Anthropic's Claude Opus 4.7 Ties for Top Spot on Artificial Analysis Intelligence Index with Score of 57

Image for Anthropic's Claude Opus 4.7 Ties for Top Spot on Artificial Analysis Intelligence Index with Score of 57

Anthropic's newly released AI model, Claude Opus 4.7, has achieved a leading position in the Artificial Analysis Intelligence Index, securing a score of 57. This places it in a three-way tie for first place among 342 models evaluated by the independent benchmarking organization, sharing the top rank with OpenAI's GPT-5.4 and Google's Gemini 3.1 Pro. Artificial Analysis announced the benchmark results, inviting users to "> Compare Opus 4.7 with other leading models at: https://t.co/abqe2OiXZB," as stated in a recent tweet.

The benchmark results highlight Claude Opus 4.7's exceptional performance in real-world agentic knowledge work. It notably leads the GDPval-AA benchmark, Artificial Analysis's primary metric for general agentic performance across 44 occupations and nine major industries, with an Elo score of 1753. This score positions Opus 4.7 79 Elo points ahead of its closest competitors, Claude Sonnet 4.6 and GPT-5.4, both scoring 1674.

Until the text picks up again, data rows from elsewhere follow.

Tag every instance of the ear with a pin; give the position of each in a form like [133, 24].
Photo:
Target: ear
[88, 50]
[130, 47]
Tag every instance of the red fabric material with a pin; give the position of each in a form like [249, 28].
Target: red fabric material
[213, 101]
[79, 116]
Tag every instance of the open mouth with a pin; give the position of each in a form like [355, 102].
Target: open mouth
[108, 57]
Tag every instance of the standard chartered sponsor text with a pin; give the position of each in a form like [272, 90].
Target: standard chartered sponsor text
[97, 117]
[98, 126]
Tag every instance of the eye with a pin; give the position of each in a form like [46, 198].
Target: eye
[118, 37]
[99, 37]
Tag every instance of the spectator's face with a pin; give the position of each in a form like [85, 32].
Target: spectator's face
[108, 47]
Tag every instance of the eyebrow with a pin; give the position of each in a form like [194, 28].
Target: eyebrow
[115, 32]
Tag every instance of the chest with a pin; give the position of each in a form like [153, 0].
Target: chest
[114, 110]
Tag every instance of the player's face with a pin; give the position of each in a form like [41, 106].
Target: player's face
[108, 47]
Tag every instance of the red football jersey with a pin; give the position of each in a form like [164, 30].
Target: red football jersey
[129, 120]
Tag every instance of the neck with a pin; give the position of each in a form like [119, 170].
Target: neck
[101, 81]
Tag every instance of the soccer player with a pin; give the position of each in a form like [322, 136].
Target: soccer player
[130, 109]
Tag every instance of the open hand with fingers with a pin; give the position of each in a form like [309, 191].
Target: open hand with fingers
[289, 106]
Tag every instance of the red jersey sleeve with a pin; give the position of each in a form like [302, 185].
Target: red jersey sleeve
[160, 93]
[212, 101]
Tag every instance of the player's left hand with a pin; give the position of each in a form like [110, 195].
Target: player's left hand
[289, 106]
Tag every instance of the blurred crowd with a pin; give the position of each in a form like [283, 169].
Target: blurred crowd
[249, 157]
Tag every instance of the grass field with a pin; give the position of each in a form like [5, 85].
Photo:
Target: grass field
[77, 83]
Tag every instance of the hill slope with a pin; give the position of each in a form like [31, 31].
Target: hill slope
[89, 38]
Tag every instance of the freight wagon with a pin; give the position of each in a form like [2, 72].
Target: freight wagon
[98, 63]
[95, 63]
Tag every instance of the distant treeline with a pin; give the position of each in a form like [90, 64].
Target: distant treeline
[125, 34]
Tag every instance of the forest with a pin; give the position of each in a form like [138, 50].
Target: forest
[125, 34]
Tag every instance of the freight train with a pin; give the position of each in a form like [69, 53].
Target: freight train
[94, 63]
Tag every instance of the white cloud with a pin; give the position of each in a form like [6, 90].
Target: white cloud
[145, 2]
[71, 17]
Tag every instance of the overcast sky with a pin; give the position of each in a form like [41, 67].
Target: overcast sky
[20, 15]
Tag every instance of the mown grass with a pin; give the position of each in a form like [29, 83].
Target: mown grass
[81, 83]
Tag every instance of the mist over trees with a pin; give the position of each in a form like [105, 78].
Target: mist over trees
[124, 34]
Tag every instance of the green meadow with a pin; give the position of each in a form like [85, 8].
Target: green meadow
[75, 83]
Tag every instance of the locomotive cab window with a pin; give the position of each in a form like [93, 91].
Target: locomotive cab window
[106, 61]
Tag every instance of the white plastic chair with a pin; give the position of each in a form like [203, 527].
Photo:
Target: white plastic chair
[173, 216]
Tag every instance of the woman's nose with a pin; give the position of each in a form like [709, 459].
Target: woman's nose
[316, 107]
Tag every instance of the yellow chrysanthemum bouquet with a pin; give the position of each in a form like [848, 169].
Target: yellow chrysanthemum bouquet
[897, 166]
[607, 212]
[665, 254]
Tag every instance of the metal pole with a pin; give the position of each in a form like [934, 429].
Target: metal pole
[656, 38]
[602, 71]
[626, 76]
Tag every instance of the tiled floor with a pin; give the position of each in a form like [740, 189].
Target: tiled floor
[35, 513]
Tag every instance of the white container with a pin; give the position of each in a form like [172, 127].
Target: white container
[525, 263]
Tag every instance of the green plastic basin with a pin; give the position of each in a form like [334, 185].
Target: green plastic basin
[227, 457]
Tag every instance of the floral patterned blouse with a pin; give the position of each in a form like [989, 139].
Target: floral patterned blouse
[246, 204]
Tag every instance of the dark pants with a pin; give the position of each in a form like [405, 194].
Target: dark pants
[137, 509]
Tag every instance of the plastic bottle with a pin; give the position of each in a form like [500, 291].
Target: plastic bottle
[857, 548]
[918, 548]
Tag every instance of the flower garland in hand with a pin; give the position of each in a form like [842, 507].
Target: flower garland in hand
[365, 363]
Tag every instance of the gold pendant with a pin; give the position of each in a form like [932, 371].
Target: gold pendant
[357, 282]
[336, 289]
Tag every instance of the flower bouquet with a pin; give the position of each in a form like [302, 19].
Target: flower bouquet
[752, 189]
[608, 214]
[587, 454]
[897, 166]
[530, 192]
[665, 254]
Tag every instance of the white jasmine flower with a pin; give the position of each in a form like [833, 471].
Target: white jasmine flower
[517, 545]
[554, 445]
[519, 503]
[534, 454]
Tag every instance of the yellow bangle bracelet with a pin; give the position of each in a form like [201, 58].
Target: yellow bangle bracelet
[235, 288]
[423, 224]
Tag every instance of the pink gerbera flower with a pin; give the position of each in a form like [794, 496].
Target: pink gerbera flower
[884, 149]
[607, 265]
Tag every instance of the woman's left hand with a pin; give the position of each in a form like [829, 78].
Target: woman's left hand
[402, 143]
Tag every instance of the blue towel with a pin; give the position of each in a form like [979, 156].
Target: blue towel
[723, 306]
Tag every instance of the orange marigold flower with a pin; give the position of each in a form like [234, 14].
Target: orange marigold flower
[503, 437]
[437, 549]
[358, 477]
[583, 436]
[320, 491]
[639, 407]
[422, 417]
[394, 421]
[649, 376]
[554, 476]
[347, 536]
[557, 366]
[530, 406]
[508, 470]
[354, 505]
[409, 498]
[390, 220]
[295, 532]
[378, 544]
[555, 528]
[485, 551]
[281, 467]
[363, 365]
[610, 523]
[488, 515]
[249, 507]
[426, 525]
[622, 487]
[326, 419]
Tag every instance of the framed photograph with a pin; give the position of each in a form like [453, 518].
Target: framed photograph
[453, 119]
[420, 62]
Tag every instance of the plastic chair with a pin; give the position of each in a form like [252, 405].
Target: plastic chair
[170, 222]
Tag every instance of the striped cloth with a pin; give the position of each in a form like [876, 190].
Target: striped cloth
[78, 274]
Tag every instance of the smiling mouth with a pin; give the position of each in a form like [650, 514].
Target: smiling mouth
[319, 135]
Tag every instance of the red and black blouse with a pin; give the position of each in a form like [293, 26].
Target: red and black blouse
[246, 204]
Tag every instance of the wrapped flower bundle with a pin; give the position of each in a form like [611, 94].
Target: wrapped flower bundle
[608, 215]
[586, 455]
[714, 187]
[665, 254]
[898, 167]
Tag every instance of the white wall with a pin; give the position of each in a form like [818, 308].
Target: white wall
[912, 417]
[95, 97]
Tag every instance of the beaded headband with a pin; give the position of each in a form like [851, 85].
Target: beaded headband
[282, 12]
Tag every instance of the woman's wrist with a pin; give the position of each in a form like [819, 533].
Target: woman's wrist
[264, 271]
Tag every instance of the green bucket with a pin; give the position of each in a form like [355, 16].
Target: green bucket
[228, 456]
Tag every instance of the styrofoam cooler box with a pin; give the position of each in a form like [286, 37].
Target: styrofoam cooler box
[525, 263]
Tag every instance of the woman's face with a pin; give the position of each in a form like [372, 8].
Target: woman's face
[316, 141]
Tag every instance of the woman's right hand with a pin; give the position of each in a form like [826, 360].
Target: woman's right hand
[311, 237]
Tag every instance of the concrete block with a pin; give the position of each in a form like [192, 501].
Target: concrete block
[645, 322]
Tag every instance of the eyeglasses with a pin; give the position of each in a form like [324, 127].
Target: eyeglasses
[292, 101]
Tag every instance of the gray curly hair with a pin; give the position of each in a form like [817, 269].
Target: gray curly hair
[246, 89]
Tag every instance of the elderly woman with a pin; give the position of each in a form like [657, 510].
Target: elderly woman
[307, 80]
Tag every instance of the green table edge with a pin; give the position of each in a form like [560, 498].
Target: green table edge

Beyond intelligence, the model demonstrates significant improvements in efficiency and reliability. Claude Opus 4.7 has secured the second spot on the Artificial Analysis Omniscience Index, primarily due to a substantial reduction in its hallucination rate, which dropped from 61% in Opus 4.6 to 36%. This improvement is attributed to the model's increased tendency to abstain from answering questions it does not confidently know.

Furthermore, the latest iteration of the Claude Opus series proves more cost-effective. Running the Artificial Analysis Intelligence Index with Opus 4.7 cost approximately $4,406, an 11% reduction compared to its predecessor, Opus 4.6, despite delivering superior performance. This efficiency gain is largely driven by lower output token usage, even with an updated tokenizer.

Claude Opus 4.7, released on April 16, 2026, also introduces several technical enhancements. These include improved capabilities in advanced software engineering, higher-resolution image processing, a new 'xhigh' effort level for finer control over reasoning, and the implementation of task budgets for managing token consumption in agentic workflows. The model is generally available, though Anthropic's more broadly capable Claude Mythos Preview remains in limited release.